Thermal analysis has been used for decades for melt control before casting aluminum alloys. However, obtaining a good grain refinement in a standard cup does not ensure that the grain refinement is correct in real parts which may solidify at very different cooling rates. For this study, the effect of cooling rate on AlSi7Mg alloy with different metal qualities in terms of grain refinement was tested. A mathematical model has been built for prediction of grain size in aluminium castings, knowing the following parameters: grain refining potential of the melt, evaluated by using thermal analysis (Thermolan~R-Al system) and cooling rate of the selected zone in the casting, evaluated in terms of DAS by metallographic measurement or simulation tools. The model was first developed by the correlation between nucleation potential in term of grain size measured on the standard thermal analysis cup with those obtained in cylindrical test parts with various diameters cast in sand moulds. It was found possible to set up a formula for the grain size of the cylindrical test parts as a function of their modulus and of the nucleation potential evaluated on the standard thermal cups. A correlation between modulus and DAS (metallographic and simulation prediction) is established also for the cylinders. The new model has been validated in steering knuckles cast with melts having different grain refining potential.

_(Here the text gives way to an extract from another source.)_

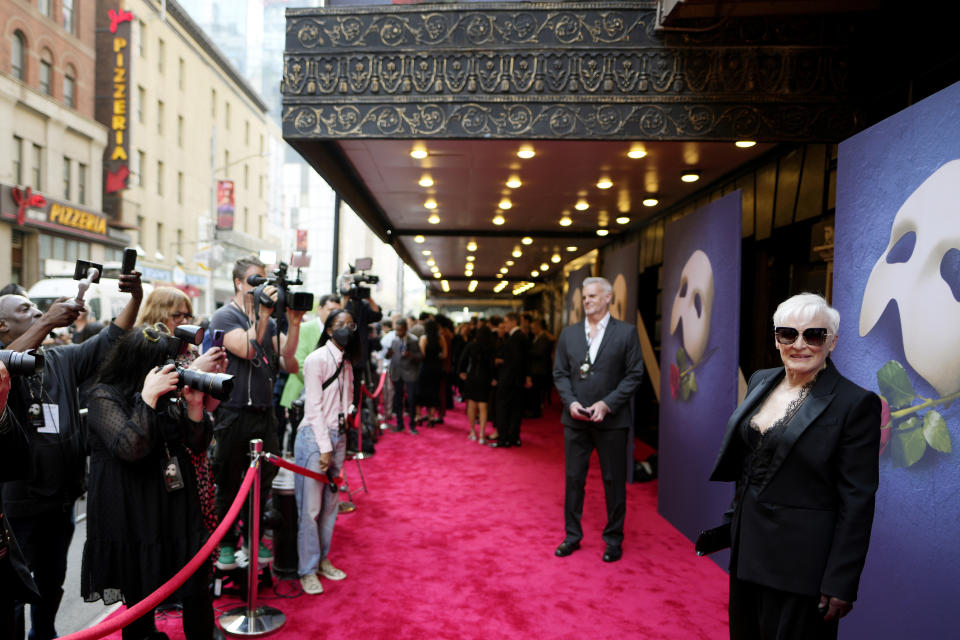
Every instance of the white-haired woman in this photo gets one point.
(802, 448)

Good correlations, with R2 factors ranging from 0.85 to 0.91 were obtained when comparing measured grains sizes with the corresponding calculated values in cylinder casting and steering knuckles. Thus a simple thermal analysis of the melt prior to casting allows to predict if the desired grain size will be obtained at different locations of the part or if corrective actions must be taken in order to improve the grain refinement potential of the melt.